This Day's Death by John Rechy

First published: 1969

The Work

This Day’s Death, John Rechy’s third novel, explores Chicano identity and gay sexuality. Unlike other novels by Rechy, however, This Day’s Death does not initially embody the two identities in one complex character. Instead, the novel shuttles—like its protagonist—between two identities (Chicano and gay) in two separate and yet interdependent situations (El Paso and Los Angeles). Known for acknowledging the autobiographical origins of his fiction, Rechy skillfully illustrates how identities develop, sometimes demanding a person’s attention despite that person’s effort of will to ignore or deny a given identity.

West Texas and Los Angeles are two poles of identity for Rechy; the one is bound up with his Chicano upbringing and his family, the other with sexual freedom and discovery. As the novel opens, Jim Girard is not gay. He has a fiancée and a promising career in law. His arrest on a lewd conduct charge is a mistake. He keeps his ongoing prosecution on that charge a secret from his mother, who is ill in El Paso. In the course of the novel, Jim recalls his Chicano upbringing. Jim also acknowledges and acts on previously unacknowledged desires for other men. Thus, he gradually becomes gay and Chicano, an embodiment of a complex intersection of identities and an opportunity for Rechy to explore the intertwined roots of self.

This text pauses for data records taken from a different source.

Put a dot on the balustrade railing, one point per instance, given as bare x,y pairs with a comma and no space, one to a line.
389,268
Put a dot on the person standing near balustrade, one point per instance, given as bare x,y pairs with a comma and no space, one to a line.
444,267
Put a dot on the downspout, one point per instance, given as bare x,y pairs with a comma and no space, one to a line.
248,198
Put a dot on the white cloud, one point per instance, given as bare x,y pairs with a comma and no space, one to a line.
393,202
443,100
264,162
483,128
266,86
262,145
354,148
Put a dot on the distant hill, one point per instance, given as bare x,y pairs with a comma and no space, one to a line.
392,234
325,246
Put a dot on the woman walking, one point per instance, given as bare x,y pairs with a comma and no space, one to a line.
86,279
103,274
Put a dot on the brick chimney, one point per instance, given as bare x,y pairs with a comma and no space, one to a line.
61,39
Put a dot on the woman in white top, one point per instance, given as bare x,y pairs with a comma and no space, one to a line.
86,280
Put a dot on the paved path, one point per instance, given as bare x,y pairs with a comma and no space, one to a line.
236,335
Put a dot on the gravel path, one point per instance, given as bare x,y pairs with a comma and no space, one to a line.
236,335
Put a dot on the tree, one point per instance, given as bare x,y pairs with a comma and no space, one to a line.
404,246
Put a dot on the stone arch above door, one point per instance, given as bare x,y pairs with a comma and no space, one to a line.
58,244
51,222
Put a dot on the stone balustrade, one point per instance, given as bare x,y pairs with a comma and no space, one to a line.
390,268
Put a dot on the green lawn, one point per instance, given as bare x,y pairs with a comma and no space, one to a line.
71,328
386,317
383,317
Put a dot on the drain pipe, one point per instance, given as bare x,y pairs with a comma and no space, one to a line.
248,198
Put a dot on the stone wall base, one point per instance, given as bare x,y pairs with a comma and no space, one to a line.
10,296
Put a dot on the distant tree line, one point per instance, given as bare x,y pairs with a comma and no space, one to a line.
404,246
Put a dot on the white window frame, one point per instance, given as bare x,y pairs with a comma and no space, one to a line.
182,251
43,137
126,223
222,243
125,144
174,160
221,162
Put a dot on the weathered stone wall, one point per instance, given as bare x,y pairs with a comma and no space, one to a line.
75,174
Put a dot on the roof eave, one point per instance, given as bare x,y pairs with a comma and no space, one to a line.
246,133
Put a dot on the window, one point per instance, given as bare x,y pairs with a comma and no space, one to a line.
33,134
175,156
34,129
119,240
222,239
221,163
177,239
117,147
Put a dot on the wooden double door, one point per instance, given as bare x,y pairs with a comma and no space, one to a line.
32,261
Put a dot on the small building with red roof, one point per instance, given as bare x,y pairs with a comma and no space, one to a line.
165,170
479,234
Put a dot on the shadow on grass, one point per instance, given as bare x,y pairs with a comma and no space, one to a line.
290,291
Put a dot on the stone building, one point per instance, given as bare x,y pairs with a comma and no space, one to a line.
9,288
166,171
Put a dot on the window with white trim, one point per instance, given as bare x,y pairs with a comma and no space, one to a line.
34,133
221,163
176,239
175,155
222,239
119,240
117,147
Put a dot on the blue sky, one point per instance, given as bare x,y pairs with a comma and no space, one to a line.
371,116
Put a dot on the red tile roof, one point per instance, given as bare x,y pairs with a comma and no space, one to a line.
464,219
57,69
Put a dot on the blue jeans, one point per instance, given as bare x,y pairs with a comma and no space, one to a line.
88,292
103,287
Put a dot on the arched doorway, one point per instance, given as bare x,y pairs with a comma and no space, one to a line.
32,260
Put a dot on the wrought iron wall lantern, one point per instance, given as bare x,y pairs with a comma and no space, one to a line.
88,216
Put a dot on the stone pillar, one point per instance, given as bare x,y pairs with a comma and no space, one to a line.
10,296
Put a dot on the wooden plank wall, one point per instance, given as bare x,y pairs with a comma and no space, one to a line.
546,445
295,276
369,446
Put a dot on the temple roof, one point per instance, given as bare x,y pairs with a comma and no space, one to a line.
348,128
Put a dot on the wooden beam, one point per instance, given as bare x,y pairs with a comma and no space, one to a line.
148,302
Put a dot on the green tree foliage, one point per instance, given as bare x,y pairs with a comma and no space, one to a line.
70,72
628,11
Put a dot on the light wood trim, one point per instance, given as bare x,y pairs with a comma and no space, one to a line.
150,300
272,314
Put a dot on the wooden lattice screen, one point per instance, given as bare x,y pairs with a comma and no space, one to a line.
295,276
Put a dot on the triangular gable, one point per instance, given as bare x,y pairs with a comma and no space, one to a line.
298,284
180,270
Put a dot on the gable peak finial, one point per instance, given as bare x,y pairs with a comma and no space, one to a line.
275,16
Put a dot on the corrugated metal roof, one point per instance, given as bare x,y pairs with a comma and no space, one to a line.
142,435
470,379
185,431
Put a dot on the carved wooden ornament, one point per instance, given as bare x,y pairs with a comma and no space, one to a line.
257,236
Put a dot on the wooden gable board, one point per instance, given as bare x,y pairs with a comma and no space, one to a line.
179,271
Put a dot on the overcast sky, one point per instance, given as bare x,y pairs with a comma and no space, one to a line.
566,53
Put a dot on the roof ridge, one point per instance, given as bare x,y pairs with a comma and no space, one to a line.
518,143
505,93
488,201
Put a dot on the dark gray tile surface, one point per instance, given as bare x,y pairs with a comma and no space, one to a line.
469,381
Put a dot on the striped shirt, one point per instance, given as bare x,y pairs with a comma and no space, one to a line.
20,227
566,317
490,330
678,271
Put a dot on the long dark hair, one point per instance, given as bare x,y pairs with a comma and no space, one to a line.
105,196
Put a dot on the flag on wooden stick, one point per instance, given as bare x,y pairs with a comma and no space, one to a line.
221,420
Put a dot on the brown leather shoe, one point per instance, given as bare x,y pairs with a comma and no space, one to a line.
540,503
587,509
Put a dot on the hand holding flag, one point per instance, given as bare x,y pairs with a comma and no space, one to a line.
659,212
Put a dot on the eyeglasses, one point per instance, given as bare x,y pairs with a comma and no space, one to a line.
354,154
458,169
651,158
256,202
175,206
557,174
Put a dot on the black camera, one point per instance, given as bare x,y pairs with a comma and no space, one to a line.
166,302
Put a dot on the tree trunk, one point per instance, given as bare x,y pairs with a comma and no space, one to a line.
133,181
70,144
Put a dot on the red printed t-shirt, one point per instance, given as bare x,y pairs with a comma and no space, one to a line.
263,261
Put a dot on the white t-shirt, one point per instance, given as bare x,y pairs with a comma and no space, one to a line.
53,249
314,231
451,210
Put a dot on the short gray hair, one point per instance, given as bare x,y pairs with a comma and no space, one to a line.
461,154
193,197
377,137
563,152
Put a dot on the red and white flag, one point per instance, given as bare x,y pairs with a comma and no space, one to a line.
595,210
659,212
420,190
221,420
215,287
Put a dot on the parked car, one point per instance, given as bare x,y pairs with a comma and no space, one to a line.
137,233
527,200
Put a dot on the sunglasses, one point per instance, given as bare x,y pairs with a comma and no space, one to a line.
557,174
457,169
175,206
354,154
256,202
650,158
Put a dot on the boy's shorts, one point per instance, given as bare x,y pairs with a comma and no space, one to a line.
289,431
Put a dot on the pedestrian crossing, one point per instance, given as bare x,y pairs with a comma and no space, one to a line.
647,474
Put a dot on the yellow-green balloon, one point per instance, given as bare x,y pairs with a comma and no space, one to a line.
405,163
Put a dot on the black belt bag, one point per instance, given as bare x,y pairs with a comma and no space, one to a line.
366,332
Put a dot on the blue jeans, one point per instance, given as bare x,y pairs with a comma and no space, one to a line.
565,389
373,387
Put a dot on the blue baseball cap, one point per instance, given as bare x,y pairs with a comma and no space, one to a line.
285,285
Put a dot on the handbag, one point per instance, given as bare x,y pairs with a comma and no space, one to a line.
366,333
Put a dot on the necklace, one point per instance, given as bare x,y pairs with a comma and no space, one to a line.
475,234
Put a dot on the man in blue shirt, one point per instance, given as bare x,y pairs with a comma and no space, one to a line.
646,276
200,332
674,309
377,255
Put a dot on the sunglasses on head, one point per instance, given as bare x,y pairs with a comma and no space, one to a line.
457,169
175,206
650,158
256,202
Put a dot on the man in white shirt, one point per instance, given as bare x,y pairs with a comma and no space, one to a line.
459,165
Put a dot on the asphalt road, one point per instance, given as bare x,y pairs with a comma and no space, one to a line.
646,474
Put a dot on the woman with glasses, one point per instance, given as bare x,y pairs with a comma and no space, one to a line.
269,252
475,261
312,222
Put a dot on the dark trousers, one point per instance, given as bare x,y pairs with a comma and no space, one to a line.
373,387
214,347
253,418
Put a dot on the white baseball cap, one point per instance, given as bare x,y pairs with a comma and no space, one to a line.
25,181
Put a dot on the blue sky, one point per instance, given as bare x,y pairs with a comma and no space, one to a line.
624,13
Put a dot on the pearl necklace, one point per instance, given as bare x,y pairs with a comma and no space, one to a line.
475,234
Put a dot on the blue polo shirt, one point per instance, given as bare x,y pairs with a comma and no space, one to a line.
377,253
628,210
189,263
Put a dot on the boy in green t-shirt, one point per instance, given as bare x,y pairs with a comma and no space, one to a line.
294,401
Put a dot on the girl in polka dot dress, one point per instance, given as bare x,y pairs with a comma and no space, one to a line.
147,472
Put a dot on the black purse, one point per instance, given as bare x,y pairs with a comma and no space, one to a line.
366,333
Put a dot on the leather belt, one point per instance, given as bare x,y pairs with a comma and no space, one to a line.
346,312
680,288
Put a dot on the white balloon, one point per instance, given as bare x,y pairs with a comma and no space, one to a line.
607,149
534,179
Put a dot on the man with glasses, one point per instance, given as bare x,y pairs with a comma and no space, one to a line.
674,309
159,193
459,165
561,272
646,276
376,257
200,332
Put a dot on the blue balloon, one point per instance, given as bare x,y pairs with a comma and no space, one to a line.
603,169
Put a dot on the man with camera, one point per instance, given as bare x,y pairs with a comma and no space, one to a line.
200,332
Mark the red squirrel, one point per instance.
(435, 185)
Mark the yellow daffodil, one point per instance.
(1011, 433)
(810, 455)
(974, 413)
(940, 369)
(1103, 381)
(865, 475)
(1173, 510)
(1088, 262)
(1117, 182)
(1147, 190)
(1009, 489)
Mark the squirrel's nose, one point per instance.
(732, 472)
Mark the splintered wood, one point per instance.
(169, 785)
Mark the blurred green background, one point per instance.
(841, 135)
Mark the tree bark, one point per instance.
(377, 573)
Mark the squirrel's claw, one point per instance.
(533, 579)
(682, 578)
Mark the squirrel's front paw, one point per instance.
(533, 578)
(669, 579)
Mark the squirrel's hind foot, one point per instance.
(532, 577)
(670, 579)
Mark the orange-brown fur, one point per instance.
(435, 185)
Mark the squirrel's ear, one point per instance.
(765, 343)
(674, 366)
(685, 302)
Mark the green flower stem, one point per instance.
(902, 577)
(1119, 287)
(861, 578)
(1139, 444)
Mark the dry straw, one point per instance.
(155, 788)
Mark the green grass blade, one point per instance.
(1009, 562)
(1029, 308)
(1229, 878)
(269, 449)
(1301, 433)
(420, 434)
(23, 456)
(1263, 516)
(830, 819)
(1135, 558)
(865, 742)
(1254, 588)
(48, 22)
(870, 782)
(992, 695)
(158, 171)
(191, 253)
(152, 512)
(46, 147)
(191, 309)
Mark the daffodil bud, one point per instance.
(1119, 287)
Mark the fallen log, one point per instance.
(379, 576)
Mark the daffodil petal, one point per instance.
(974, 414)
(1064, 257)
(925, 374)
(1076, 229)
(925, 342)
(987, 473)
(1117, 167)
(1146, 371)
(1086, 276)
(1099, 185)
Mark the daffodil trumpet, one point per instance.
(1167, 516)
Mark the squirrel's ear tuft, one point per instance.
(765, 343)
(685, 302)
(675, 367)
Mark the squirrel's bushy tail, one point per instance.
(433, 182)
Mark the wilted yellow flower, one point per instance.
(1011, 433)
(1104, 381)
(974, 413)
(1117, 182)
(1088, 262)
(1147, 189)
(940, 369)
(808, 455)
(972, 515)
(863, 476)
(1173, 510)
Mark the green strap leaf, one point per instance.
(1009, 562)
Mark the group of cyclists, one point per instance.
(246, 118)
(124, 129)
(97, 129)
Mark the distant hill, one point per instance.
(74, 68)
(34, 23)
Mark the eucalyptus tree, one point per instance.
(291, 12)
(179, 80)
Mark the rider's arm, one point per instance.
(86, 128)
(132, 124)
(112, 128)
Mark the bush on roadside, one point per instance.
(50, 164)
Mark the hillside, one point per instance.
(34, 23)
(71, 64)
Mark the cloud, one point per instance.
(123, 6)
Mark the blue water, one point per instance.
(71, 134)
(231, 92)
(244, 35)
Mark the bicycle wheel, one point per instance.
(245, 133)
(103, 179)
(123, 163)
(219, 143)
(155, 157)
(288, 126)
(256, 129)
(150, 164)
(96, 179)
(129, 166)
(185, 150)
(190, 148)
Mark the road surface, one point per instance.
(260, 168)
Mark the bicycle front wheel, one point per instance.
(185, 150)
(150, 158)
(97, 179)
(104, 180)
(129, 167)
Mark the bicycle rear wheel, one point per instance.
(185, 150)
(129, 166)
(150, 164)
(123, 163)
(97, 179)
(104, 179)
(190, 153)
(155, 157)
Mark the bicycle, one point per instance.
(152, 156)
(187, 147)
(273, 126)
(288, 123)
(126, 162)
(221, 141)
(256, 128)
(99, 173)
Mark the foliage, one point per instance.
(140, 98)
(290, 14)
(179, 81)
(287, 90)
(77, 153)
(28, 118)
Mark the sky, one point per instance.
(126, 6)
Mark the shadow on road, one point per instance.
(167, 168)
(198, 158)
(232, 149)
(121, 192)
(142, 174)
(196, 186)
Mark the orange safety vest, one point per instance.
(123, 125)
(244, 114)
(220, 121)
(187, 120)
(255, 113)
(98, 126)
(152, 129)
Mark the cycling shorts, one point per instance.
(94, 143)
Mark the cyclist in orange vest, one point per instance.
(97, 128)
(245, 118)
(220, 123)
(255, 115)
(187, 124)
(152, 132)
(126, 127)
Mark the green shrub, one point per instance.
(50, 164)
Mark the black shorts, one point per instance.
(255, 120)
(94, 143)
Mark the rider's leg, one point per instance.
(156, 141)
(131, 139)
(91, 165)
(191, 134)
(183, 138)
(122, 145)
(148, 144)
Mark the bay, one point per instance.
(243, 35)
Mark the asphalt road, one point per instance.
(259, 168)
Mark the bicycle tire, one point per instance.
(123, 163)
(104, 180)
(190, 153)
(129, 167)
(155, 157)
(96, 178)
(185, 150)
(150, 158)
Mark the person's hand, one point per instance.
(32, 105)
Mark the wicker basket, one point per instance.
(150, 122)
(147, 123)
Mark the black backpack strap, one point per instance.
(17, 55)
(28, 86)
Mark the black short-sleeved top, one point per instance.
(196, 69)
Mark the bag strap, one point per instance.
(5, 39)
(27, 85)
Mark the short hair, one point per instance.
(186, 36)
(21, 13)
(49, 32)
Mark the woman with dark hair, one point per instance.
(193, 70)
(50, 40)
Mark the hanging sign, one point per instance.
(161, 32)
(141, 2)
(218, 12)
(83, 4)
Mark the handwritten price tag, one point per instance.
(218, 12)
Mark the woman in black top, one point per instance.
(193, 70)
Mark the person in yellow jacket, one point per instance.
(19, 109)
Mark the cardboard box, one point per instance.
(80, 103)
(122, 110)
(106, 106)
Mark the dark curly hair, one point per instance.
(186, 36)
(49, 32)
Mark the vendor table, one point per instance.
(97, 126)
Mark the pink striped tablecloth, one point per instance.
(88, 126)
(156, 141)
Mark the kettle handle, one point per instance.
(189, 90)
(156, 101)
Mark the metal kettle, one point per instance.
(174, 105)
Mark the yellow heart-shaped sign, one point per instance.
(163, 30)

Bound up with guilt, pretense, and hypochondria, Girard’s “terrible love” for his mother ties him to a childhood and a life that he recognizes as familiar but loathes. He knows that “she will brand each such day with memories he will carry like deep cuts forever.” Like other mother-son relationships in Rechy’s fiction, the relationship between Girard and his mother is an intense, stifling entanglement of need and rejection. Rechy utilizes the West Texas landscape (the wind, the sky, the desert) to impart a sense of loneliness and austerity that surrounds and amplifies Girard’s life with his mother. This love-hate relationship becomes the foundation of the novel, ironically suggesting that identity is inextricably connected to relationship rather than to the isolation that Girard maintains at the beginning of the novel.

This Day’s Death is an ironic coming out story in which circumstances collude to reveal a gay man to himself. Found guilty of the crime, and therefore unable to pursue his career, Jim returns to the park where he was arrested and finds himself accepting, even celebrating desires he never before acknowledged. On one level, the novel advocates social reform, depicting an innocent man convicted of a crime that is not really criminal. On another level, This Day’s Death is an analysis of the personal and bittersweet complex of experiences from which identities arise. This Day’s Death acknowledges identities and their complexity. To be Chicano and gay is a burdensome and miraculous combination. Girard’s relationship with his mother and whatever relationships he develops from his newly accepted desires will be tinged with joy and sadness, liberation and obligation. “The terrible love left empty” once his mother dies will be a necessary, affirming fact of having cared for his mother.

Bibliography

Moore, Harry T., ed. Contemporary American Novelists. Carbondale: Southern Illinois University Press, 1964.